Publication

Article

Surgical Rounds®

April 2014
Volume

Evaluating Prolonged Narcotic Use in Opioid-Naïve Surgical Patients

A study published in BMJ explains the long-term risks of opioid treatment in the postoperative setting.

Clinicians are often concerned about balancing the adequate treatment of acute postsurgical pain against adverse effects, persistent opioid use, and opioids’ contribution to the development of persistent pain. As a result, many surgeons would appreciate access to an assessment tool that could predict prolonged postoperative opioid use.

A study published in the February 2014 issue of BMJ described opioid-naïve patients’ rates of prolonged postoperative opioid use and identified the risk factors for it.

The study authors enrolled 39,140 opioid-naïve patients aged 66 years or older who underwent major elective surgery — including cardiac, intrathoracic, intra-abdominal, and pelvic procedures — at acute care hospitals in Ontario, Canada, between April 2003 and March 2010. Prolonged opioid use was defined as ongoing outpatient prescriptions for opioids for more than 90 days post-surgery.

Approximately half of the patients (49.2%) were discharged from the hospital with an opioid prescription. By 90 days after surgery, only 3.1% continued to receive opioids.

Those with a significantly higher risk of prolonged opioid use were typically younger, earned a lower household income, and had specific comorbidities, such as diabetes, heart failure, and pulmonary disease. Preoperative use of certain drugs — including benzodiazepines, selective serotonin reuptake inhibitors (SSRIs), and angiotensin converting enzyme (ACE) inhibitors — was also associated with prolonged opioid use. The researchers explained that the use of ACE inhibitors may prompt prescribers to avoid non-steroidal anti-inflammatory drugs (NSAIDs) because they may precipitate decompensated heart failure. Among those patients, prescribers may prefer opioids, instead.

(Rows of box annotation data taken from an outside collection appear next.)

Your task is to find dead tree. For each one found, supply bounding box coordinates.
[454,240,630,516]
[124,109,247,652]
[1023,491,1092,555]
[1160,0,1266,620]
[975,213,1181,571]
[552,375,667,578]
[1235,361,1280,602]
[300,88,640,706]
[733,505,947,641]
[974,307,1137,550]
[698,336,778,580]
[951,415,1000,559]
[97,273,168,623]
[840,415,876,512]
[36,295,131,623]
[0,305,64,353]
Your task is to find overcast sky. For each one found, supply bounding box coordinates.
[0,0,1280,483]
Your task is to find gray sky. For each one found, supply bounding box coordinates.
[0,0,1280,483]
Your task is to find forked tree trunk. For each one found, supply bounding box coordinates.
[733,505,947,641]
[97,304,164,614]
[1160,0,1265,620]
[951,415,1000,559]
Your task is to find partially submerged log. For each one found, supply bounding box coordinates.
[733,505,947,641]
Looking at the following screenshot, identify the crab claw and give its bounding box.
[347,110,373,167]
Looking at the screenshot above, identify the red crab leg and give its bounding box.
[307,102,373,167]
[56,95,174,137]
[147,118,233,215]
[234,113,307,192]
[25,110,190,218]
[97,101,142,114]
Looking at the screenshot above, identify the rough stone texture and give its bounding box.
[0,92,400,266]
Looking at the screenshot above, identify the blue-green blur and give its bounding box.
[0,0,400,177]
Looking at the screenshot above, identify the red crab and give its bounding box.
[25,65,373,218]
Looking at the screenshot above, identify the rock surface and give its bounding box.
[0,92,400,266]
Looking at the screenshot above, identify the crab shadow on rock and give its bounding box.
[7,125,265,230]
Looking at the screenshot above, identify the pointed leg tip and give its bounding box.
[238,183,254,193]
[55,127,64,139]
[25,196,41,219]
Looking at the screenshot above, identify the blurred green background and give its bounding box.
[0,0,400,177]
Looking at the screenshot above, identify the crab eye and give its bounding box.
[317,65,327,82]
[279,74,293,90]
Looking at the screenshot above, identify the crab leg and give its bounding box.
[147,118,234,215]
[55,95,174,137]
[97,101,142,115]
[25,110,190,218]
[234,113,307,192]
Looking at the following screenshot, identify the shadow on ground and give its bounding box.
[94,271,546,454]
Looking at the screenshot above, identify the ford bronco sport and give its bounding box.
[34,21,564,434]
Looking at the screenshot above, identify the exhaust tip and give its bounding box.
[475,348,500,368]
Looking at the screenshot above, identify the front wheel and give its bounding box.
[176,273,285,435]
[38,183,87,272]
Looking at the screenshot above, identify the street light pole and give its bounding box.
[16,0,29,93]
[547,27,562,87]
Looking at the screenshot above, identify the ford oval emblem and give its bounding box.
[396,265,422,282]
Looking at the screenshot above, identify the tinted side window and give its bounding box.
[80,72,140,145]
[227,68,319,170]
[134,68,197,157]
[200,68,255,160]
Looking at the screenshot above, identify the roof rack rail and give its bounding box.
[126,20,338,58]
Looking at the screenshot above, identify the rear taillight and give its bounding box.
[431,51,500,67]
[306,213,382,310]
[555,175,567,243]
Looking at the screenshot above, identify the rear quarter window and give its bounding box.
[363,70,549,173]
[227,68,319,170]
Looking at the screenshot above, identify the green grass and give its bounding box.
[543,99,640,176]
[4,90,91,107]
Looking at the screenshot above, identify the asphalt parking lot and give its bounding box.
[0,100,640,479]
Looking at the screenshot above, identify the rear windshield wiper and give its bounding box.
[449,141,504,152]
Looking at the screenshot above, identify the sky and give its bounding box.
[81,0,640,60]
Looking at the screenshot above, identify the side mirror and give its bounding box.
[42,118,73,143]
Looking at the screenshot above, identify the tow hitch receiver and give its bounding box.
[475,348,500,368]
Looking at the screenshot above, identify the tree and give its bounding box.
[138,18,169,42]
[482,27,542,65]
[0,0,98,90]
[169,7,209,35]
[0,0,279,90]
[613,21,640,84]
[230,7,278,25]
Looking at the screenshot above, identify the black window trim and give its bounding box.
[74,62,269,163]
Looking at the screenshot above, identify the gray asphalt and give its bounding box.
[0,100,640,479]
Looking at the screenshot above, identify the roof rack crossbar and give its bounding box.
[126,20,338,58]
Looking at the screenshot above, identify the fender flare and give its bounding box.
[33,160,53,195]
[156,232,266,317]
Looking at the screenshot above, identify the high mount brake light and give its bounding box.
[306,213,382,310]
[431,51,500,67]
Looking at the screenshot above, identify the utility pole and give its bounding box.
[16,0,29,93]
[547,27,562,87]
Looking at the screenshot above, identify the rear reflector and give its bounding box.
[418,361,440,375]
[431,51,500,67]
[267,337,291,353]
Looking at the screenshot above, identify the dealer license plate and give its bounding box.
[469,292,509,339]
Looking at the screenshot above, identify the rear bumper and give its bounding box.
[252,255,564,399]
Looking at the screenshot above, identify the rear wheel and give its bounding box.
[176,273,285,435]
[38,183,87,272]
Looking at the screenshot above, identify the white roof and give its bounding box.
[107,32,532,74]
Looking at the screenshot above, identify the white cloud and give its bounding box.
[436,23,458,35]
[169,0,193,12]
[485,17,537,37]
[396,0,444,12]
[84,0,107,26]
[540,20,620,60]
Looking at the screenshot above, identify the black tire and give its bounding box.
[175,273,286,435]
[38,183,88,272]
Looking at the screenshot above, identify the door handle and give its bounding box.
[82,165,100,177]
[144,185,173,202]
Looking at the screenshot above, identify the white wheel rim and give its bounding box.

The type of surgical procedure was also highly associated with prolonged opioid use. For example, open- and minimally-invasive thoracic procedures were twice as likely to end with prolonged opioid use than open radical prostatectomies. However, open- and minimally-invasive major gynecological procedures were associated with significantly lower risks compared to other surgeries.

Although the study could not prove that all identified associations are causal relations, the findings explained some long-term risks of opioid treatment in the postoperative setting. The results may also help surgeons direct appropriate interventions to specific patient subgroups.